Nuclear Energy is Clean, Safe and Reliable

Nuclear energy in Canada is without a doubt an important part of our country’s plan to for a low-carbon future. Next to hydropower, it’s the largest source of low-carbon electricity globally and is one of the cleanest generating technologies available to-date.

Canadians across the country should be proud of our accomplishments in regards to nuclear technology and research. We should also be enthusiastic about our perfect safety record, with zero fatalities from radiation exposure at power plants or waste facilities in over 50 years of using the technology for electricity generation.

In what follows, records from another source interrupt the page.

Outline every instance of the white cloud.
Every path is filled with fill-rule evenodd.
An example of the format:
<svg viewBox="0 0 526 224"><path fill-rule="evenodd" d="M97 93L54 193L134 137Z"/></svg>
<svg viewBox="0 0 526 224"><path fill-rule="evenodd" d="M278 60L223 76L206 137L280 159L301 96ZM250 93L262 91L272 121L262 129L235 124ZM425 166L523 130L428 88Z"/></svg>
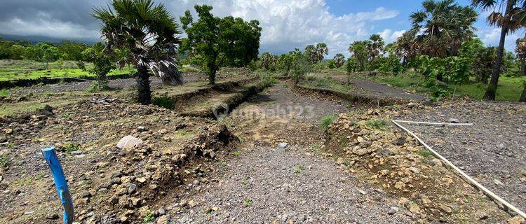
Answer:
<svg viewBox="0 0 526 224"><path fill-rule="evenodd" d="M403 30L398 30L393 31L391 29L384 29L384 31L378 33L378 34L380 34L382 38L384 38L386 43L392 43L396 41L396 39L398 38L398 37L402 36L402 34L403 34L405 32L405 29Z"/></svg>
<svg viewBox="0 0 526 224"><path fill-rule="evenodd" d="M372 22L391 19L399 13L380 7L370 12L337 16L329 12L323 0L176 0L168 6L179 15L182 15L180 9L192 8L196 4L212 5L216 15L259 20L263 28L262 52L281 53L324 42L329 48L329 57L346 52L351 41L368 37L374 28Z"/></svg>

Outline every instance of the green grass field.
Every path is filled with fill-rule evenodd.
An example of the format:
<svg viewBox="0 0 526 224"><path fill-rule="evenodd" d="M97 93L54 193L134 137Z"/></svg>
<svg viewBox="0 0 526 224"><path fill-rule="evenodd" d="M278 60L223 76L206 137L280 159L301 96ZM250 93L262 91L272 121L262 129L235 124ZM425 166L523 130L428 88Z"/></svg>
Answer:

Nuclear power stations also work day-in and day-out, seven days a week. They provide clean, safe, and reliable electricity year-round. The potential development of small modular reactors in provinces like Ontario, Quebec and New Brunswick will not only act to lower emissions, but also bring about tangible economic benefits for local communities and generate revenues for various levels of governments.

We support clean technology like nuclear power in Canada for all the aforementioned reasons, and so should you!